As I go through my black and white archives from the 1980s for The Bowden Archives and Other Marginala book I am starting to come across some seascape images that I cannot recall making. Nor can I recall their location, the camera that I used, or even when they were made. Since my personal memory is unreliable my memory of these past events is going to have to be constructed.
The negatives had been stored away in an old, red filing cabinet with no information other than a tab that just says ‘Landscape Studies’. An example:
Many of the pictures in the Landscape Studies file were done whilst I was on the road. My best guess is that these kind of seascape images are different, in that they were probably made along the southern coast of the Fleurieu Peninsula, even though I don’t immediately recognise these rocks. But I have no memory of making them. I haven’t looked at the negatives or the contact since these were processed and printed. I cannot even recall who processed the negatives or printed the contact sheets. Was it me or a commercial laboratory?
In 2016 I am reading these photographs differently, and the reason that I was drawn to this location becomes irrelevant. It now becomes an interpretation of an image, influenced by a contextual memory of the situation. The boundaries become blurry as we step into the realm of fiction.
However, looking at some of the other negatives from this particular shoot gives me a clue to the location. They are around the south western tip of Rosetta Head which frames Petrel Cove.I do recall that on my first visit to Victor Harbor as a day tourist I wasn’t impressed with the coastal area. Since there are a number of images from this particular photoshoot I was drawn to this location.
They would have been made after 1993, which is when I was doing a PhD at Flinders University, I’d started visiting Victor Harbor regularly with Suzanne, and we stayed at Suzanne’s mothers house in Encounter Bay.
Sadly, I cannot recall what I was thinking when I made these seascape photos, or even the actual year after 1993 in which they were made. I can, however, recall the camera that I used was an old Linhof Technika 70 and that these seascapes were taken before I switched to using colour negative film.
Maybe the proposed book, The Bowden Archive and Other Marginalia, ought to have a section that is concerned with the landscape pictures? The landscape studies would have been made in the early to mid-1990s. The pictures would have been taken after I’d moved to living in Ovingham, the Bowden project had come to an end, and I was in process of giving up my studio in Bowden. The studio had been given up by 1993. So the section of landscape pictures would come after the Bowden section in the book.
The landscape section could be a narrative of my past–me trying to find a new photographic project after the Bowden one had finished.
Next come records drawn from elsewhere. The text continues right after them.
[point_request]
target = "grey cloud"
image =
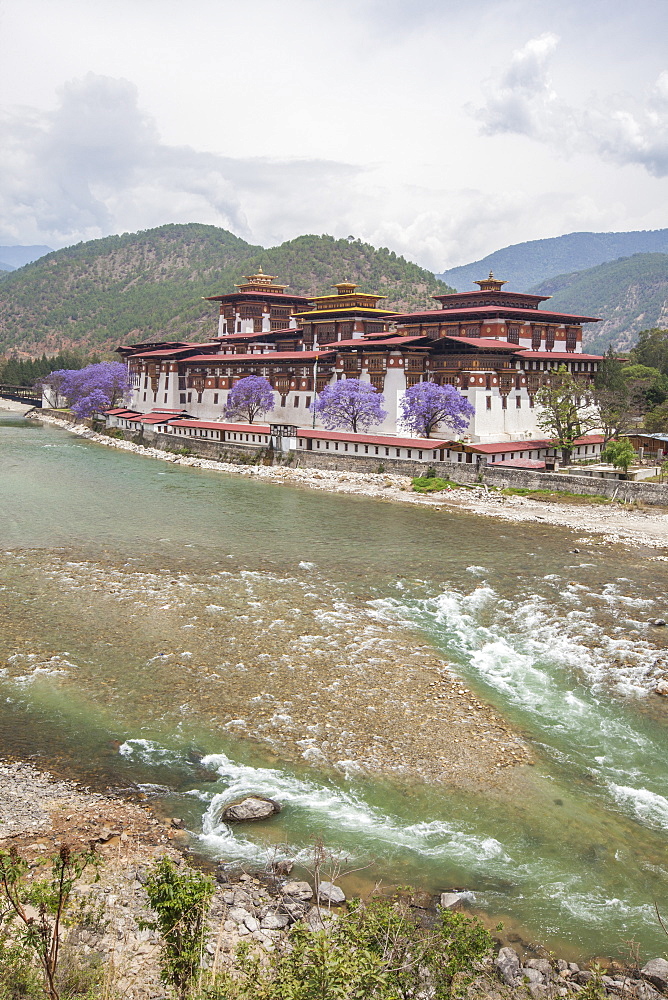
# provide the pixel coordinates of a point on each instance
(97, 165)
(620, 130)
(523, 100)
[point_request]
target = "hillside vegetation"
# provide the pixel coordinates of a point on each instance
(95, 295)
(629, 295)
(526, 264)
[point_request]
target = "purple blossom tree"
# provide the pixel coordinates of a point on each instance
(91, 389)
(426, 405)
(250, 397)
(350, 404)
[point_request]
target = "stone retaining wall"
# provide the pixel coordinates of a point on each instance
(654, 494)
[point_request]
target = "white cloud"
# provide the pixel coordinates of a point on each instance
(523, 101)
(620, 129)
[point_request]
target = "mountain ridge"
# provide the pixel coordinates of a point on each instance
(629, 294)
(524, 265)
(96, 295)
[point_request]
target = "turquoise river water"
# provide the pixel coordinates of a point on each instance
(118, 683)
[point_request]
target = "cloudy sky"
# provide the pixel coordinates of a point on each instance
(443, 129)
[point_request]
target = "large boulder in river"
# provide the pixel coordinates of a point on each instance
(656, 972)
(508, 964)
(251, 808)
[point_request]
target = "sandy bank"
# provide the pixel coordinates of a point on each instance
(613, 522)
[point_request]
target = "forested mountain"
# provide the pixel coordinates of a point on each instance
(12, 257)
(526, 264)
(95, 295)
(629, 295)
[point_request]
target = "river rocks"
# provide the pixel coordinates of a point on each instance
(541, 965)
(253, 807)
(508, 964)
(656, 972)
(449, 900)
(329, 893)
(297, 891)
(274, 921)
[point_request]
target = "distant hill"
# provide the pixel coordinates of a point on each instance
(96, 295)
(12, 257)
(526, 264)
(629, 295)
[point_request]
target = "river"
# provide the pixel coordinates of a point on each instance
(140, 602)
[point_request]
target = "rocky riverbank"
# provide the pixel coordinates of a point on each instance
(106, 928)
(608, 523)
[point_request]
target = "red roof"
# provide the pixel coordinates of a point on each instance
(229, 337)
(213, 425)
(559, 356)
(531, 444)
(492, 291)
(431, 444)
(282, 296)
(268, 357)
(520, 463)
(391, 341)
(540, 314)
(167, 352)
(488, 345)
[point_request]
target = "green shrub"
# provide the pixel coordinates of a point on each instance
(375, 951)
(180, 897)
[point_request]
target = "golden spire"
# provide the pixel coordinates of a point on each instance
(490, 284)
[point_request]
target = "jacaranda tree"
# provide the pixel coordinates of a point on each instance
(426, 406)
(91, 389)
(350, 404)
(249, 398)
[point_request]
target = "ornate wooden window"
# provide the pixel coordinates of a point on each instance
(415, 364)
(249, 312)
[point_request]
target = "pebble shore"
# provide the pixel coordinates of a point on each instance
(611, 522)
(107, 916)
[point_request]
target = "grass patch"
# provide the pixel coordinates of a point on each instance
(432, 484)
(563, 496)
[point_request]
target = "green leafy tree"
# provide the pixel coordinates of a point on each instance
(656, 422)
(614, 397)
(38, 906)
(652, 349)
(620, 454)
(566, 411)
(180, 897)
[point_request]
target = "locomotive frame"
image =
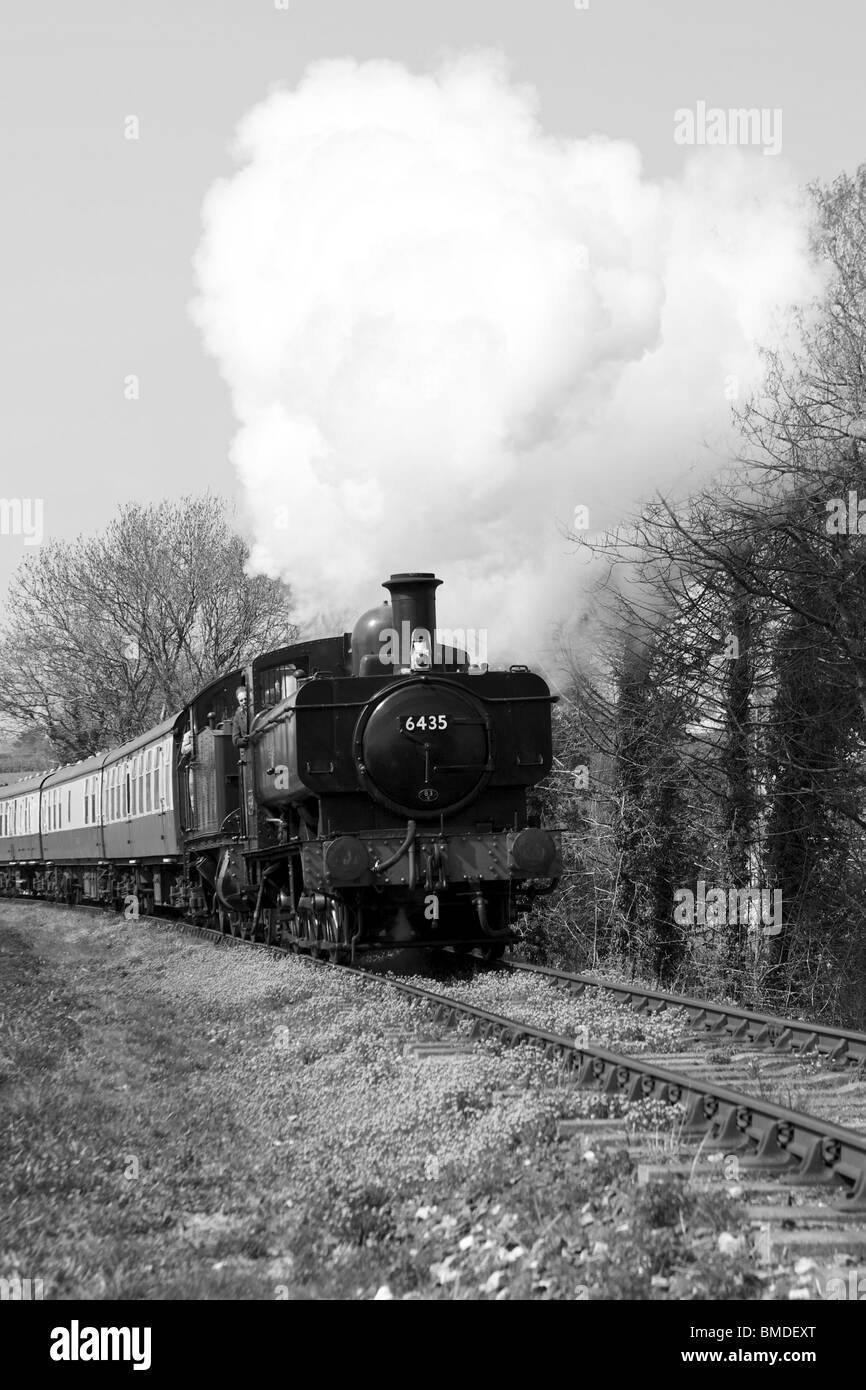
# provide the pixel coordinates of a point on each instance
(371, 799)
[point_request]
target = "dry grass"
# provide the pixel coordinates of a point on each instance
(180, 1122)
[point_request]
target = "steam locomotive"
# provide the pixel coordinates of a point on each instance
(335, 795)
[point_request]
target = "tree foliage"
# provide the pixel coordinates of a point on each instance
(729, 704)
(103, 635)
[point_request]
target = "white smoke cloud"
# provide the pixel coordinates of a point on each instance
(444, 328)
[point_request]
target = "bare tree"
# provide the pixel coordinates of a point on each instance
(106, 634)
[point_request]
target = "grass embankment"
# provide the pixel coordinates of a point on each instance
(181, 1122)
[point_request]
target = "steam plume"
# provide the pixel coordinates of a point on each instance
(444, 330)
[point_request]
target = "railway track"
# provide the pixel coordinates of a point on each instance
(805, 1172)
(719, 1020)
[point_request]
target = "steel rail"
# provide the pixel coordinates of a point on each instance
(801, 1147)
(804, 1147)
(722, 1019)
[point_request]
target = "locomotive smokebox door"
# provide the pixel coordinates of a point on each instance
(423, 748)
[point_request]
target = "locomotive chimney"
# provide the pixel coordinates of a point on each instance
(413, 601)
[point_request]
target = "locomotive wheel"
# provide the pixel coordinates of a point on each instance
(231, 923)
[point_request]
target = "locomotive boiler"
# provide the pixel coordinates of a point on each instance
(335, 795)
(389, 790)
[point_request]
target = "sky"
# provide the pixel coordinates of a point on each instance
(99, 231)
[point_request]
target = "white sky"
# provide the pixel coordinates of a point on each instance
(97, 232)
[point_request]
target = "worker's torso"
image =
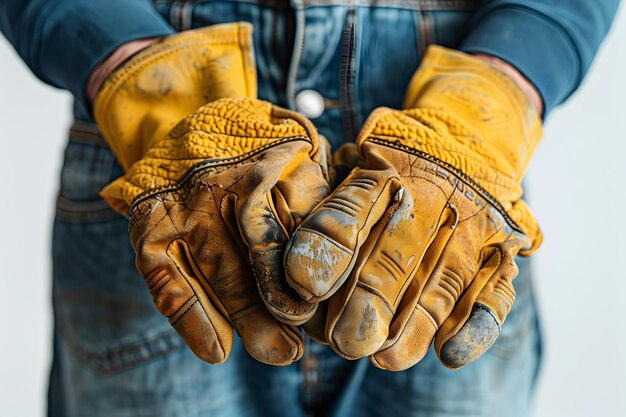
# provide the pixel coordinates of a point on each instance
(333, 60)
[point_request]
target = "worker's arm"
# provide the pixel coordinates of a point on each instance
(551, 42)
(62, 41)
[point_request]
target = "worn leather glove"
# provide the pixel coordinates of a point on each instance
(213, 202)
(419, 244)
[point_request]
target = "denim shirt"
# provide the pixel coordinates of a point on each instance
(551, 42)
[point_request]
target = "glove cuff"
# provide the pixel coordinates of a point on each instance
(224, 130)
(146, 96)
(486, 102)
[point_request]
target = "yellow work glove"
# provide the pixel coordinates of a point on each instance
(212, 201)
(419, 243)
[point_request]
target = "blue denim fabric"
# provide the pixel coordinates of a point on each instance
(115, 355)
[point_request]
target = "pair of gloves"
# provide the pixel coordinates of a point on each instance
(237, 228)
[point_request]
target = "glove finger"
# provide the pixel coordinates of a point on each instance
(323, 250)
(270, 213)
(444, 278)
(475, 323)
(359, 324)
(179, 295)
(315, 328)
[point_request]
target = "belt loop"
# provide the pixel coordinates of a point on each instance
(298, 46)
(180, 15)
(347, 73)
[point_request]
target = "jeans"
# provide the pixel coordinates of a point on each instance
(115, 355)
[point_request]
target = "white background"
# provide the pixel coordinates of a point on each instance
(578, 191)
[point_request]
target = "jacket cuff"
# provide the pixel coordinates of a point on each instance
(535, 44)
(81, 37)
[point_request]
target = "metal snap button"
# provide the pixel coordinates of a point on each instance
(310, 103)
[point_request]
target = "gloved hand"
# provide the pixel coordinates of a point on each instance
(419, 244)
(213, 202)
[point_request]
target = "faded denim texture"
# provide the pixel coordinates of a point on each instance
(115, 355)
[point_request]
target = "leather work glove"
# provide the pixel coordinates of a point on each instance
(419, 244)
(212, 201)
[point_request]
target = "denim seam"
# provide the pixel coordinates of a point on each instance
(401, 4)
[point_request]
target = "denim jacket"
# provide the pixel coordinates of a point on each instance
(551, 42)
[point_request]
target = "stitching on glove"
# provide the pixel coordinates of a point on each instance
(467, 180)
(196, 169)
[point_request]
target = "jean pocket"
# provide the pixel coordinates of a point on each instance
(103, 310)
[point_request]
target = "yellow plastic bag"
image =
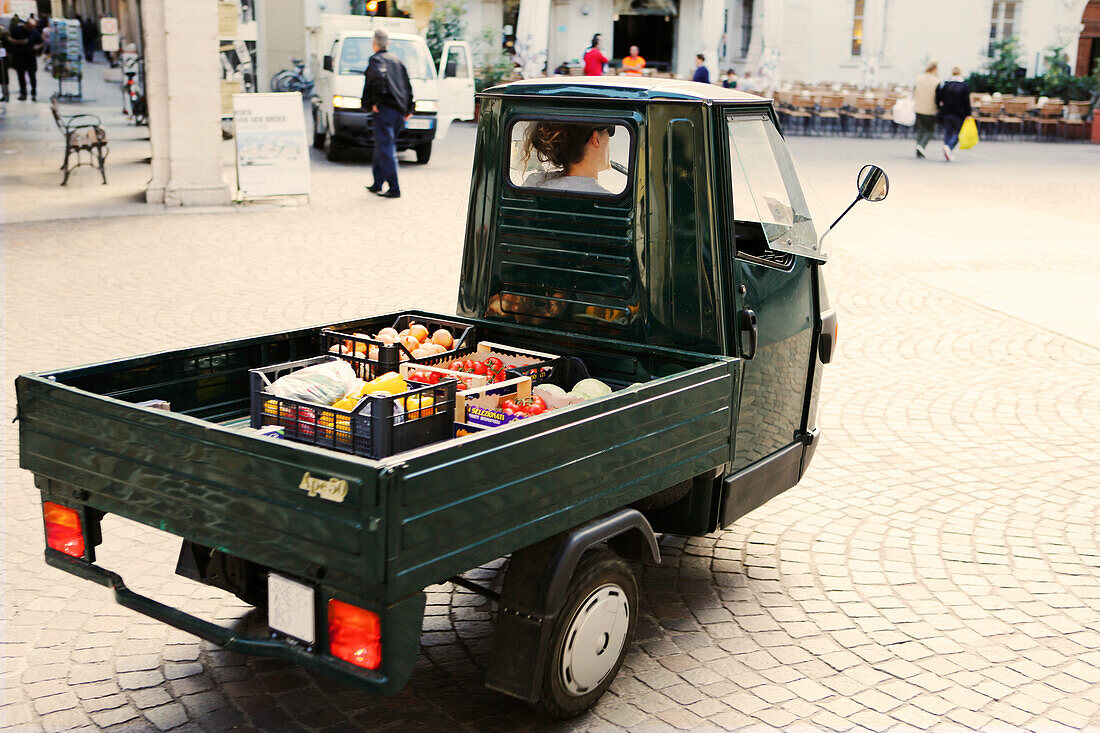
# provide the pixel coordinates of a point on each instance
(968, 133)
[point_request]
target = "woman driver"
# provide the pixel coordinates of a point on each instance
(580, 151)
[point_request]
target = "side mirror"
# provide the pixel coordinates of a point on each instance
(872, 183)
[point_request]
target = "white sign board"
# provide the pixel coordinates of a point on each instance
(272, 151)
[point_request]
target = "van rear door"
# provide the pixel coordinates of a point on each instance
(455, 85)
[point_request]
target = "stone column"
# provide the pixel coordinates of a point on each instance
(184, 101)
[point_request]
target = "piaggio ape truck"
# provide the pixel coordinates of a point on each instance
(686, 276)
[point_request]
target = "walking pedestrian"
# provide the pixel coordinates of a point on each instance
(388, 95)
(89, 34)
(594, 59)
(953, 98)
(702, 74)
(634, 63)
(924, 105)
(26, 43)
(4, 58)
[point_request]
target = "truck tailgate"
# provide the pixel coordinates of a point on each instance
(465, 503)
(211, 484)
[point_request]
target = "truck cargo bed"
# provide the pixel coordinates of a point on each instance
(406, 522)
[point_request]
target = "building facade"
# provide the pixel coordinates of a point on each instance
(846, 41)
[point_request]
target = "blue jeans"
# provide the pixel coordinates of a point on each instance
(952, 127)
(387, 121)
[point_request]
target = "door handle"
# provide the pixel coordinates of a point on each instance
(748, 324)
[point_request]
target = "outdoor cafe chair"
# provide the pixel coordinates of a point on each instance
(84, 133)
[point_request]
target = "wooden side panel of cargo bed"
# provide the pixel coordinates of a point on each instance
(487, 496)
(219, 488)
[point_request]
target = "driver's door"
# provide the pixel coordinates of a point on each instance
(773, 313)
(455, 84)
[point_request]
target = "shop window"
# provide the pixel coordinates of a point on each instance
(746, 26)
(580, 159)
(857, 29)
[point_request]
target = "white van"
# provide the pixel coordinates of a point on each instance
(343, 44)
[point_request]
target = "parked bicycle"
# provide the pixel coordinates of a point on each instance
(296, 79)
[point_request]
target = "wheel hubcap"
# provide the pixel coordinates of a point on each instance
(595, 639)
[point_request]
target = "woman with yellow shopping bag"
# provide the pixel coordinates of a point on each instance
(953, 100)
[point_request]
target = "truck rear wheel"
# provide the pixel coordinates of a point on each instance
(591, 634)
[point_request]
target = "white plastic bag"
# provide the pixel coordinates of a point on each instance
(904, 112)
(321, 384)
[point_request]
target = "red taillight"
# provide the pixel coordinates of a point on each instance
(64, 533)
(354, 634)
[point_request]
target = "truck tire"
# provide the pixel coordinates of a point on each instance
(332, 149)
(591, 634)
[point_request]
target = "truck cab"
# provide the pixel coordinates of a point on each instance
(440, 95)
(699, 238)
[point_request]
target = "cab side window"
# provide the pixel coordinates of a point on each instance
(772, 220)
(586, 159)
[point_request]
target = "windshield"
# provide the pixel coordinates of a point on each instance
(356, 52)
(580, 157)
(766, 187)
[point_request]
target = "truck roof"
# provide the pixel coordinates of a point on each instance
(623, 87)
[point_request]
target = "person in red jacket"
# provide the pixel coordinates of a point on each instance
(594, 58)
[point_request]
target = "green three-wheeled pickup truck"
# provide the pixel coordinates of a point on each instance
(651, 234)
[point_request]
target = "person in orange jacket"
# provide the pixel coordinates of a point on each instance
(634, 63)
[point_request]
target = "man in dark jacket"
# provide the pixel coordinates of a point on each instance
(953, 100)
(388, 95)
(25, 44)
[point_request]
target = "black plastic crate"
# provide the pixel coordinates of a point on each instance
(378, 425)
(381, 358)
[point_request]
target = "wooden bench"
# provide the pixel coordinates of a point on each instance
(83, 133)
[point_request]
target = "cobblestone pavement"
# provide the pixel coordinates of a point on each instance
(937, 567)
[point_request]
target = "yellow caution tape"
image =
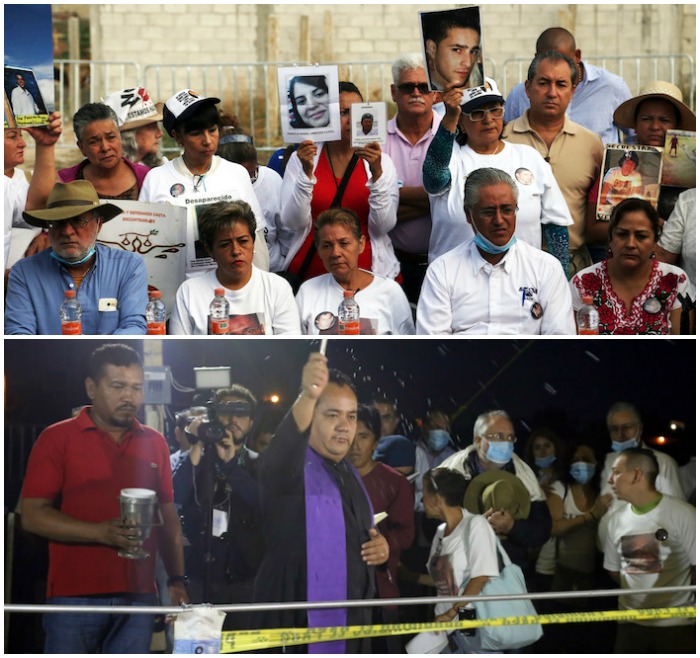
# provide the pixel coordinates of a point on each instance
(239, 641)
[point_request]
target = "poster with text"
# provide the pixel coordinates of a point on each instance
(629, 171)
(28, 67)
(453, 47)
(368, 123)
(157, 232)
(309, 103)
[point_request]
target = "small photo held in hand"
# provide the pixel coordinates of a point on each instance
(453, 47)
(368, 121)
(309, 103)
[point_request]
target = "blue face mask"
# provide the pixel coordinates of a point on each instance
(489, 247)
(438, 439)
(619, 446)
(500, 452)
(582, 472)
(69, 263)
(545, 462)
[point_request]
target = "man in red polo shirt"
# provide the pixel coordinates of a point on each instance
(71, 496)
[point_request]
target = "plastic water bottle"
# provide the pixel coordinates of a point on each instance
(587, 318)
(155, 314)
(71, 314)
(348, 315)
(218, 312)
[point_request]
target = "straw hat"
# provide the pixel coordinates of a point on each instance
(134, 108)
(497, 489)
(624, 115)
(69, 200)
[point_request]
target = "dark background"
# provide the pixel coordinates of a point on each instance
(566, 384)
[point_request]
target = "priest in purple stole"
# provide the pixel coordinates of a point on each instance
(317, 516)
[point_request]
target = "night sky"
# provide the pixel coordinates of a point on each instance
(566, 384)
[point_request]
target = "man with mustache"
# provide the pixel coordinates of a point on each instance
(110, 284)
(574, 152)
(409, 135)
(234, 552)
(70, 496)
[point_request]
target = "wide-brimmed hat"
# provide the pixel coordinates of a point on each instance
(496, 490)
(624, 114)
(69, 200)
(182, 105)
(134, 108)
(475, 97)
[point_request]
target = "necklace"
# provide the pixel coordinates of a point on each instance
(197, 178)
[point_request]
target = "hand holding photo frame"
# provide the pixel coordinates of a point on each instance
(309, 103)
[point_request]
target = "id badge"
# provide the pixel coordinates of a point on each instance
(219, 524)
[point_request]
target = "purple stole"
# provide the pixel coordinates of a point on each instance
(326, 560)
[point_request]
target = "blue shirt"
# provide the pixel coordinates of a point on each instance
(595, 100)
(37, 286)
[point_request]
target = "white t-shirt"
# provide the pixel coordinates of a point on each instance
(173, 183)
(382, 303)
(452, 563)
(16, 189)
(540, 200)
(678, 235)
(656, 549)
(268, 188)
(266, 301)
(526, 293)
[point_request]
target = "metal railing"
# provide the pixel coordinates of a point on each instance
(636, 70)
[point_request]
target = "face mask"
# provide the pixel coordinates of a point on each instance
(619, 446)
(438, 439)
(63, 261)
(545, 462)
(582, 472)
(489, 247)
(500, 452)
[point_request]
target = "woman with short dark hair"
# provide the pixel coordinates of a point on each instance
(634, 292)
(113, 176)
(259, 302)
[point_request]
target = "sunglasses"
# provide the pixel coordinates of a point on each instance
(408, 87)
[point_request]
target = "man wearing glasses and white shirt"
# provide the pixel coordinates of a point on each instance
(494, 283)
(494, 440)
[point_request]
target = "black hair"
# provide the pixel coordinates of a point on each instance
(448, 483)
(112, 354)
(369, 415)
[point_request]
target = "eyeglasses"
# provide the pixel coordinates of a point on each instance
(75, 222)
(507, 212)
(622, 429)
(500, 436)
(408, 87)
(480, 115)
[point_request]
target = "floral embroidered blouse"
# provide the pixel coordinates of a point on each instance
(650, 310)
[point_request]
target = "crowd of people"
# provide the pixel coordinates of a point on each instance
(477, 217)
(341, 500)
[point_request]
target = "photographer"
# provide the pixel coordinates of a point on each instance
(224, 480)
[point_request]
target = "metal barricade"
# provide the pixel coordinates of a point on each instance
(636, 70)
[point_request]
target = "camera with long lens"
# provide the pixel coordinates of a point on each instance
(212, 430)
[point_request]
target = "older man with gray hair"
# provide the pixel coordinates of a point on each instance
(625, 427)
(494, 440)
(494, 283)
(409, 134)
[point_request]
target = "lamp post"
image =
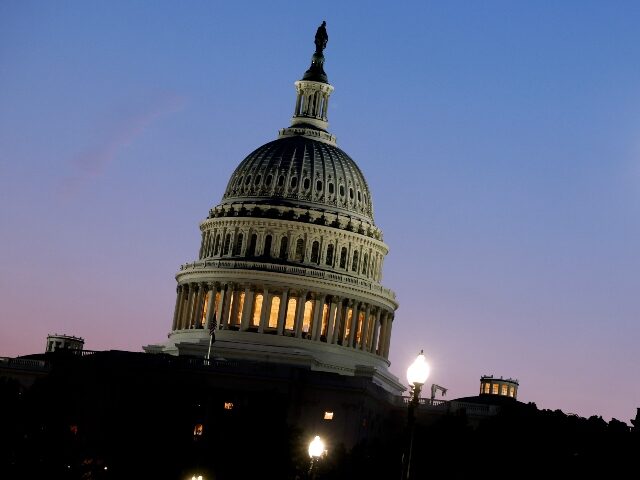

Since my memory of these events is unreliable these photographs would shape my memories of these photo trips. Such a narrative would constitute a partly fictional narrative based on reality.
Memory is selective, and it is widely acknowledged that we most often choose to remember the good times and mourn their passing. In photographing our lives, we similarly become our own editors, selecting certain images and situations that will help us remember the past, as it should have been. Photographs mould our memories from a sometimes painful truth into an acceptable reality.
Selective memory loss numbs the pain of emotional trauma–in my case two broken relationships. The numbing is long term repression. Throughout our lives, our minds take snapshots of events and store them in an archive. Years later our memories become foggy or fade completely like old photographs, yet we can still fish them out of a hiding place when we want to remember something. In this way, both memory and photography are subjective modes of representing the past.